Build the gstat structures for kriging

g <- gstat( NULL, "ml", f.ml, data.elev, nmin = 15, maxdist = m.ml$range[2] 19/30, force = TRUE ) g <- gstat( g, "nc", f.nc, data.elev, nmin = 15, maxdist = m.ml$range[2] 19/30, force = TRUE ) g <- gstat( g, "bc", f.bc, data.elev, nmin = 15, maxdist = m.ml$range[2] * 19/30, force = TRUE ) v <- variogram(g) g <- gstat(g, id = "vgm", model = m.ml, fill.all=T) g <- fit.lmc(v, g, fit.method=6, correct.diagonal=1.01) plot(variogram(g), model=g$model)

Krige

k.c <- predict( g, point.est )

edzer commented 4 years ago

These are probably cases where you have more than one observation in a single location; when they are there in the first place, this happens more often in prediction when the neighbourhood size is increase. In lack of a reproducible example, I'm closing here.

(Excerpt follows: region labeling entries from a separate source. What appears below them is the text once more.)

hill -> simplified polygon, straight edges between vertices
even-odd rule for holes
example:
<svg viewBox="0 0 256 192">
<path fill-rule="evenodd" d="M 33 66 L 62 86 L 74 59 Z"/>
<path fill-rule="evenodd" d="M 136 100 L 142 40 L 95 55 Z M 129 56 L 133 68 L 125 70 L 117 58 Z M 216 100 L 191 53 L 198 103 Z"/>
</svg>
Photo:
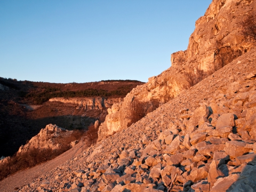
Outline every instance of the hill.
<svg viewBox="0 0 256 192">
<path fill-rule="evenodd" d="M 11 175 L 0 189 L 255 191 L 255 7 L 213 0 L 187 50 L 108 109 L 96 143 L 62 164 L 51 160 L 34 179 L 21 175 L 36 167 Z"/>
<path fill-rule="evenodd" d="M 141 84 L 132 80 L 61 84 L 0 78 L 0 157 L 13 155 L 49 124 L 86 130 L 97 119 L 103 122 L 107 108 Z M 85 108 L 78 108 L 75 102 L 49 101 L 60 97 L 82 98 L 91 104 Z M 100 109 L 93 105 L 94 98 L 105 101 Z"/>
</svg>

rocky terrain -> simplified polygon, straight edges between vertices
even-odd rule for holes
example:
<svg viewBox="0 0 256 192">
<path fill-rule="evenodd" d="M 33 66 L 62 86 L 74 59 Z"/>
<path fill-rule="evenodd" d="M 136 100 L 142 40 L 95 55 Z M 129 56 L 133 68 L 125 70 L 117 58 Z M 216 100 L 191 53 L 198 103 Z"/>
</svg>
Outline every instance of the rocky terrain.
<svg viewBox="0 0 256 192">
<path fill-rule="evenodd" d="M 50 99 L 49 101 L 61 102 L 63 103 L 77 105 L 77 109 L 84 110 L 104 109 L 112 107 L 113 104 L 122 101 L 122 98 L 55 98 Z"/>
<path fill-rule="evenodd" d="M 104 121 L 107 109 L 141 84 L 131 80 L 61 84 L 0 77 L 0 157 L 14 154 L 49 124 L 86 130 L 97 120 Z"/>
<path fill-rule="evenodd" d="M 198 68 L 212 73 L 249 51 L 252 45 L 243 36 L 239 23 L 255 14 L 255 1 L 213 1 L 204 15 L 196 21 L 187 50 L 172 54 L 170 68 L 149 78 L 147 83 L 134 89 L 123 102 L 113 107 L 114 113 L 100 127 L 103 133 L 99 138 L 111 134 L 110 130 L 127 128 L 131 122 L 130 103 L 134 98 L 165 103 L 187 87 L 185 73 Z"/>
<path fill-rule="evenodd" d="M 254 191 L 255 64 L 252 50 L 19 190 Z"/>
<path fill-rule="evenodd" d="M 0 190 L 256 191 L 256 50 L 241 25 L 255 5 L 213 0 L 171 68 L 108 109 L 96 143 L 34 178 L 21 175 L 36 167 L 10 175 Z M 188 88 L 185 75 L 201 69 L 207 76 Z M 160 106 L 129 126 L 135 99 Z"/>
</svg>

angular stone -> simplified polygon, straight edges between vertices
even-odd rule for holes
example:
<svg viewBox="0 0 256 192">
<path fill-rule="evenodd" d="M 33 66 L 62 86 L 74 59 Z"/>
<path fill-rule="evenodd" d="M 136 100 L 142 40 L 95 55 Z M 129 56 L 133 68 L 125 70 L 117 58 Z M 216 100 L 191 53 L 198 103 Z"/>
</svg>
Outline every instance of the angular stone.
<svg viewBox="0 0 256 192">
<path fill-rule="evenodd" d="M 161 143 L 158 140 L 155 140 L 152 142 L 152 144 L 153 145 L 153 149 L 157 150 L 158 151 L 160 151 L 162 150 L 161 148 Z"/>
<path fill-rule="evenodd" d="M 235 119 L 233 114 L 228 113 L 222 114 L 218 119 L 216 129 L 227 126 L 232 127 L 235 126 Z"/>
<path fill-rule="evenodd" d="M 238 141 L 228 141 L 226 143 L 224 151 L 230 156 L 236 157 L 243 155 L 252 149 L 249 147 L 247 144 Z"/>
<path fill-rule="evenodd" d="M 253 93 L 249 95 L 248 101 L 250 108 L 256 106 L 256 93 Z"/>
<path fill-rule="evenodd" d="M 202 154 L 196 154 L 191 160 L 193 162 L 199 162 L 201 161 L 206 161 L 207 158 Z"/>
<path fill-rule="evenodd" d="M 171 154 L 173 151 L 179 149 L 179 146 L 182 142 L 183 142 L 183 139 L 180 135 L 178 135 L 173 139 L 171 145 L 163 150 L 163 153 Z"/>
<path fill-rule="evenodd" d="M 169 185 L 172 182 L 172 180 L 169 175 L 164 175 L 163 178 L 163 181 L 164 181 L 164 185 L 165 186 L 169 186 Z"/>
<path fill-rule="evenodd" d="M 223 180 L 222 183 L 220 185 L 216 185 L 213 191 L 217 191 L 218 189 L 220 189 L 222 187 L 222 191 L 224 191 L 226 189 L 228 189 L 229 191 L 255 191 L 256 188 L 256 183 L 255 181 L 256 180 L 256 166 L 251 165 L 247 165 L 244 166 L 243 171 L 241 172 L 241 174 L 239 175 L 233 176 L 233 181 L 234 181 L 231 185 L 229 186 L 227 185 L 228 181 L 227 180 Z M 228 176 L 227 178 L 229 178 L 231 175 L 235 175 L 235 174 L 232 174 Z M 230 177 L 231 177 L 231 176 Z M 223 179 L 226 178 L 224 178 Z M 231 179 L 231 178 L 230 178 Z M 236 180 L 236 179 L 237 179 Z M 230 179 L 231 180 L 231 179 Z M 229 182 L 231 183 L 231 181 Z M 221 185 L 222 184 L 222 185 Z M 217 187 L 219 187 L 218 188 Z M 228 188 L 228 187 L 229 187 Z"/>
<path fill-rule="evenodd" d="M 170 134 L 168 136 L 167 136 L 165 139 L 164 139 L 164 142 L 165 142 L 165 143 L 167 145 L 170 145 L 172 142 L 172 140 L 173 140 L 173 134 Z"/>
<path fill-rule="evenodd" d="M 99 168 L 96 170 L 96 173 L 105 173 L 108 168 L 109 168 L 109 165 L 100 165 Z"/>
<path fill-rule="evenodd" d="M 103 173 L 102 179 L 107 184 L 114 182 L 120 177 L 117 173 Z"/>
<path fill-rule="evenodd" d="M 172 170 L 174 168 L 175 168 L 174 166 L 170 165 L 167 165 L 164 167 L 164 169 L 160 171 L 160 174 L 161 174 L 162 178 L 164 177 L 164 176 L 166 175 L 170 175 Z"/>
<path fill-rule="evenodd" d="M 158 140 L 163 140 L 164 139 L 165 139 L 166 137 L 167 137 L 168 135 L 170 135 L 170 134 L 172 134 L 172 133 L 171 133 L 171 132 L 170 131 L 164 131 L 164 132 L 162 132 L 161 133 L 160 133 L 160 134 L 159 134 L 159 136 L 158 136 Z"/>
<path fill-rule="evenodd" d="M 250 133 L 252 133 L 252 131 L 251 131 Z M 247 131 L 241 131 L 238 132 L 238 134 L 241 136 L 242 139 L 243 140 L 251 140 L 251 137 L 248 134 L 248 132 Z"/>
<path fill-rule="evenodd" d="M 166 159 L 167 165 L 178 165 L 183 159 L 183 156 L 182 154 L 178 153 L 171 156 Z"/>
<path fill-rule="evenodd" d="M 211 189 L 211 192 L 227 191 L 231 185 L 237 181 L 239 175 L 232 174 L 225 178 L 218 178 Z"/>
<path fill-rule="evenodd" d="M 223 150 L 225 147 L 225 145 L 224 144 L 209 145 L 205 147 L 198 148 L 198 153 L 205 156 L 213 156 L 214 153 Z"/>
<path fill-rule="evenodd" d="M 213 184 L 217 180 L 217 178 L 219 177 L 224 177 L 224 174 L 218 169 L 216 161 L 213 160 L 210 165 L 207 177 L 208 182 L 211 183 L 211 186 L 213 186 Z"/>
<path fill-rule="evenodd" d="M 224 159 L 225 161 L 229 159 L 229 155 L 227 154 L 225 151 L 216 151 L 213 154 L 213 160 L 219 160 Z"/>
<path fill-rule="evenodd" d="M 187 177 L 187 179 L 195 182 L 199 180 L 205 179 L 208 175 L 208 172 L 205 166 L 197 168 L 193 168 Z"/>
<path fill-rule="evenodd" d="M 116 181 L 117 183 L 119 183 L 119 182 L 124 181 L 125 179 L 129 178 L 131 177 L 131 176 L 132 175 L 131 175 L 131 174 L 125 174 L 124 175 L 123 175 L 123 176 L 119 177 L 119 178 L 117 178 L 116 179 Z"/>
<path fill-rule="evenodd" d="M 132 170 L 130 167 L 127 167 L 125 169 L 125 170 L 124 170 L 124 172 L 126 174 L 132 174 L 134 173 L 134 171 L 133 171 L 133 170 Z"/>
<path fill-rule="evenodd" d="M 189 119 L 189 124 L 190 125 L 197 126 L 202 117 L 204 116 L 207 118 L 209 115 L 210 111 L 208 107 L 205 105 L 202 105 L 194 111 L 194 114 Z"/>
<path fill-rule="evenodd" d="M 123 186 L 119 184 L 115 186 L 115 187 L 110 191 L 110 192 L 120 192 L 123 190 Z"/>
<path fill-rule="evenodd" d="M 120 159 L 123 159 L 123 158 L 125 158 L 129 156 L 129 153 L 128 153 L 127 151 L 126 150 L 124 150 L 123 151 L 122 151 L 121 154 L 119 156 L 119 157 Z"/>
<path fill-rule="evenodd" d="M 198 143 L 201 141 L 205 140 L 207 133 L 198 133 L 196 134 L 190 140 L 190 143 L 192 145 Z"/>
<path fill-rule="evenodd" d="M 225 144 L 227 141 L 229 141 L 227 138 L 220 138 L 212 137 L 208 140 L 212 144 Z"/>
<path fill-rule="evenodd" d="M 187 149 L 189 149 L 191 147 L 191 143 L 189 142 L 189 134 L 186 134 L 183 140 L 182 145 L 185 146 Z"/>
<path fill-rule="evenodd" d="M 196 155 L 196 149 L 189 149 L 183 154 L 183 156 L 186 158 L 191 158 Z"/>
<path fill-rule="evenodd" d="M 228 139 L 231 141 L 242 140 L 241 137 L 238 134 L 230 133 L 228 135 Z"/>
<path fill-rule="evenodd" d="M 148 137 L 146 137 L 145 135 L 142 135 L 142 139 L 143 144 L 148 144 L 150 141 L 150 138 L 149 138 Z"/>
<path fill-rule="evenodd" d="M 191 185 L 191 188 L 195 191 L 209 192 L 210 191 L 210 183 L 206 180 L 204 180 Z"/>
<path fill-rule="evenodd" d="M 157 160 L 155 157 L 149 156 L 145 160 L 145 164 L 149 166 L 153 166 L 157 164 Z"/>
<path fill-rule="evenodd" d="M 160 177 L 160 171 L 161 171 L 161 165 L 158 164 L 154 166 L 150 170 L 149 177 L 152 178 L 159 178 Z"/>
<path fill-rule="evenodd" d="M 112 183 L 108 184 L 105 187 L 104 187 L 104 188 L 103 188 L 101 192 L 110 192 L 110 191 L 111 191 L 111 190 L 114 189 L 114 188 L 115 187 L 116 185 L 116 182 L 114 182 Z"/>
<path fill-rule="evenodd" d="M 222 133 L 231 133 L 232 132 L 233 129 L 233 127 L 231 126 L 225 126 L 220 128 L 216 128 L 216 131 L 217 131 L 218 132 L 222 134 Z"/>
<path fill-rule="evenodd" d="M 251 165 L 256 165 L 256 154 L 251 154 L 244 155 L 236 157 L 236 162 L 239 164 L 244 163 L 249 163 Z"/>
</svg>

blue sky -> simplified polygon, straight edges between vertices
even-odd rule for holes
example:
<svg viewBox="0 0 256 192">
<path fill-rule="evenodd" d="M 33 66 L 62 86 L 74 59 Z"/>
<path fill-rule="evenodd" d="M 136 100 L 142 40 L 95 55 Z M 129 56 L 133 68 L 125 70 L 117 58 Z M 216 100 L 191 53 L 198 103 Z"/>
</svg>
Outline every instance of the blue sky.
<svg viewBox="0 0 256 192">
<path fill-rule="evenodd" d="M 187 49 L 211 0 L 0 0 L 0 77 L 147 82 Z"/>
</svg>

MichaelGAttia commented 2 years ago

I have the same problem with Gstat R and I checked if there is any duplication on my data but I didn't find any, however, I still got that worrying

".......: In predict.gstat(g, newdata = newdata, block = block, ... : Covariance matrix singular at location [427455,1.07679e+006,0]: skipping..."

and NA predictions for a lot of points. So, I wonder if there are any other solutions to get all the values.